So if we use the equation:
[tex] CO+2H_{2} [/tex] → [tex] CH_{3}OH [/tex]
We can then determine the amount of [tex] H_{2} [/tex] needed to produce 208 kg of methanol.
So let's find out how many moles of methanol 208 kg is:
Methanol molar weight = 32.041g/mol
So then we can solve for moles of methanol:
[tex] 208kg*\frac{1,000g}{1kg} *\frac{1mol}{32.041g} =6,491.68mol [/tex]
So now that we have the amount of moles produced, we can use the molar ratio (from the balanced equation) of hydrogen and methanol. This ratio is 2:1 hydrogen:methanol.
Therefore, we can set up a proportion to solve for the moles of hydrogen needed:
[tex] \frac{2}{1} =\frac{x}{6,491.68} [/tex]

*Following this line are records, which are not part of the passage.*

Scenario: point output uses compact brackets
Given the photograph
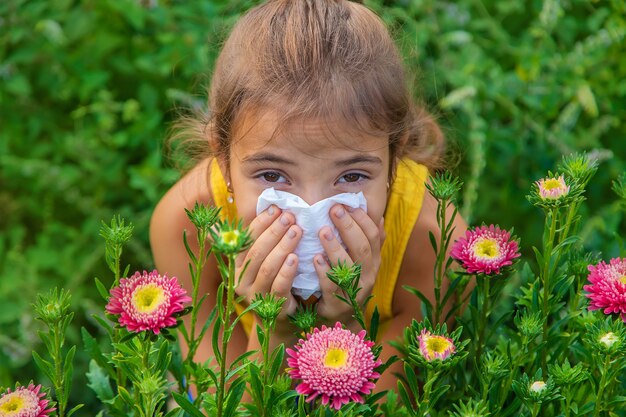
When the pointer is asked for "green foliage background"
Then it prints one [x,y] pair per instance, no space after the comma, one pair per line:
[88,89]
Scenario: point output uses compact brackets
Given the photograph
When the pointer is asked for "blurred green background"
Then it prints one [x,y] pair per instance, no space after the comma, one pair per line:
[89,88]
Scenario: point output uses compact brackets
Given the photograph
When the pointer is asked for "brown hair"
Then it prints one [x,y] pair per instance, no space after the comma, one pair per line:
[327,59]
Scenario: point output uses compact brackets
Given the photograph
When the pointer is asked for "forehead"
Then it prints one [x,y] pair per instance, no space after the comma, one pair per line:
[265,129]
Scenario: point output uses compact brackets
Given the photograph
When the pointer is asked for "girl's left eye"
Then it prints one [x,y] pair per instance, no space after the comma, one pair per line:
[352,177]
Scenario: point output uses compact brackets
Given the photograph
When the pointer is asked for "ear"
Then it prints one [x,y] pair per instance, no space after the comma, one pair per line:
[394,159]
[217,151]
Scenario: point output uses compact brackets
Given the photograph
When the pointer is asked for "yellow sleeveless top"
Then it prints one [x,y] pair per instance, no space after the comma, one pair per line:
[403,208]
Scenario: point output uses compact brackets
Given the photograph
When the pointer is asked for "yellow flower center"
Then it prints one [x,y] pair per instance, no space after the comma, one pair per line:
[486,248]
[437,344]
[552,184]
[335,358]
[13,405]
[538,386]
[609,339]
[231,237]
[148,298]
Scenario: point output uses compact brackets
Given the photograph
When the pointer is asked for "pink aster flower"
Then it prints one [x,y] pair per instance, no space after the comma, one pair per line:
[552,188]
[24,402]
[485,250]
[334,363]
[433,346]
[607,288]
[147,301]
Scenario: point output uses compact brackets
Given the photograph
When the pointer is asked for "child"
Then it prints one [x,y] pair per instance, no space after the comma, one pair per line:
[309,97]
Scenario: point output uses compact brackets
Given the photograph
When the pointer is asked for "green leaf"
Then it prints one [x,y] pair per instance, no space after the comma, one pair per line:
[186,405]
[74,409]
[99,382]
[276,359]
[46,367]
[234,397]
[104,293]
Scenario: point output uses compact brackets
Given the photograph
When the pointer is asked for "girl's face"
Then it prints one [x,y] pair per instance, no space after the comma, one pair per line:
[309,158]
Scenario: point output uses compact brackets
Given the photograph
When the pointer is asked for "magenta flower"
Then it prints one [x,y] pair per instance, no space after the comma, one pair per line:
[552,188]
[334,363]
[147,301]
[433,346]
[24,402]
[607,290]
[485,250]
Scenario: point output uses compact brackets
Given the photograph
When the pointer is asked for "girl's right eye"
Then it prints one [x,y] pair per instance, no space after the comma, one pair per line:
[271,176]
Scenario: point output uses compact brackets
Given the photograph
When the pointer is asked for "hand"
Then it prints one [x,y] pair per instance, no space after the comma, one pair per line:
[363,240]
[271,263]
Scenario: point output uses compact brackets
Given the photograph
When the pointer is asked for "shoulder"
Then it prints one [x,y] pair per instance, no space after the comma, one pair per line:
[169,218]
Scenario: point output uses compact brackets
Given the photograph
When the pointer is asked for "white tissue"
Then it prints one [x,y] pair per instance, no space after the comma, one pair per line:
[310,219]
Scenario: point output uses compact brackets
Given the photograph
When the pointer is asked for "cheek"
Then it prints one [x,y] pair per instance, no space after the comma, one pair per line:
[376,206]
[246,205]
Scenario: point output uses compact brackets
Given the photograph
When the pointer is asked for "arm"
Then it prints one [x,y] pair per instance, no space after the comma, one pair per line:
[416,271]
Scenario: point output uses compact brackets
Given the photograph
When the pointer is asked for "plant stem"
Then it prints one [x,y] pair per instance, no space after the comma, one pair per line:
[483,288]
[547,255]
[601,386]
[59,382]
[230,299]
[441,255]
[195,279]
[535,410]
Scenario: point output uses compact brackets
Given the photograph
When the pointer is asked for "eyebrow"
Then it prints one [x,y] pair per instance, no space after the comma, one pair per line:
[265,157]
[359,159]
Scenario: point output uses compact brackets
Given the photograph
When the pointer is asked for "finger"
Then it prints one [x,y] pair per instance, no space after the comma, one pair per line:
[273,262]
[267,240]
[281,286]
[381,230]
[322,267]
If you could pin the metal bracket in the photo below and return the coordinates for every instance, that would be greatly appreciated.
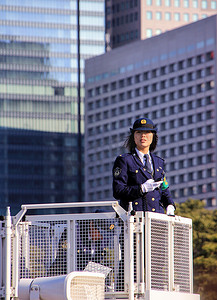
(2, 292)
(138, 227)
(34, 292)
(2, 232)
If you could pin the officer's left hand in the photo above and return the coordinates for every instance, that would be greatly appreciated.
(170, 210)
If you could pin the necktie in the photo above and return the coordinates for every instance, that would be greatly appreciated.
(147, 164)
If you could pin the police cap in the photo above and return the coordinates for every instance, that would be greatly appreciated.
(144, 124)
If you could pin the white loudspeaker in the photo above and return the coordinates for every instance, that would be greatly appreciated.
(74, 286)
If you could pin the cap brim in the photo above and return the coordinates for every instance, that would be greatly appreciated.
(144, 129)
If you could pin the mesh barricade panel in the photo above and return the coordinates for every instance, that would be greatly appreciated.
(181, 257)
(98, 244)
(42, 249)
(98, 249)
(159, 255)
(87, 288)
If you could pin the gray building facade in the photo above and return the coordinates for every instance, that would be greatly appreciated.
(170, 78)
(43, 46)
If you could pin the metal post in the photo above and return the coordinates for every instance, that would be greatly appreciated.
(147, 252)
(8, 254)
(131, 257)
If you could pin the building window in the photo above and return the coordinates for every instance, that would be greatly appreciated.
(186, 3)
(158, 15)
(213, 5)
(204, 4)
(177, 16)
(195, 17)
(158, 2)
(167, 16)
(177, 3)
(148, 32)
(149, 15)
(186, 17)
(195, 3)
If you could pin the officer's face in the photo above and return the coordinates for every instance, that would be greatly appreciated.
(143, 140)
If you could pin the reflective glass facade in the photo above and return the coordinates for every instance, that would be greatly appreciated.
(42, 96)
(171, 80)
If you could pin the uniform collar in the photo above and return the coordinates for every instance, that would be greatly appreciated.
(141, 155)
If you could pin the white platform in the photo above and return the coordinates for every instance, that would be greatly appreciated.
(156, 295)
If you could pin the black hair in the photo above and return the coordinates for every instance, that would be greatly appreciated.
(130, 143)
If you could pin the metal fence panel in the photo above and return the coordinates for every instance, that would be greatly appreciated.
(51, 245)
(79, 243)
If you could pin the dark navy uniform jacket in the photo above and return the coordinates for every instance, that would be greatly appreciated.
(128, 175)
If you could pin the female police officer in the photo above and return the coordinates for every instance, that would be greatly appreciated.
(139, 176)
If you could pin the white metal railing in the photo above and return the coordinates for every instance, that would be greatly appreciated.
(136, 253)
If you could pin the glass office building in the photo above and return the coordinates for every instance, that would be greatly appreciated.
(171, 80)
(43, 46)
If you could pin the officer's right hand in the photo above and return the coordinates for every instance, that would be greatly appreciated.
(150, 185)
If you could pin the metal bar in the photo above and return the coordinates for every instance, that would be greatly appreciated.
(171, 256)
(131, 258)
(64, 205)
(147, 252)
(8, 255)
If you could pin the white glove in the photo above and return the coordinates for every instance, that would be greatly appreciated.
(170, 210)
(150, 185)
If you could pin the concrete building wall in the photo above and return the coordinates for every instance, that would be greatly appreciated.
(127, 21)
(170, 78)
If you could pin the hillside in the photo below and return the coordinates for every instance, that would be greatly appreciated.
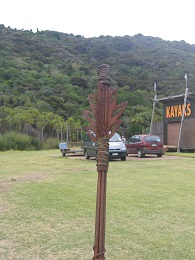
(54, 72)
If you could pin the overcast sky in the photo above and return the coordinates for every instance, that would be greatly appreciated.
(166, 19)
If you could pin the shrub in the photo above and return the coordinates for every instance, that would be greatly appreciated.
(16, 141)
(51, 144)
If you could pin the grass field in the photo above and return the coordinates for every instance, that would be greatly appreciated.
(48, 207)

[tex] x=12,983.36mol [/tex]
So now that we have the number of moles of [tex] H_{2} [/tex] that are produced, we can then use the molar weight of hydrogen to solve for the mass that is needed:
[tex] 12,983.36mol*\frac{2.016g}{1mol} =26,174.45g_H_{2} [/tex]
Therefore, the amount of diatomic hydrogen ([tex] H_{2} [/tex]) that is needed to produce 208kg of methanol is [tex] 2.62x10^{4} [/tex]g.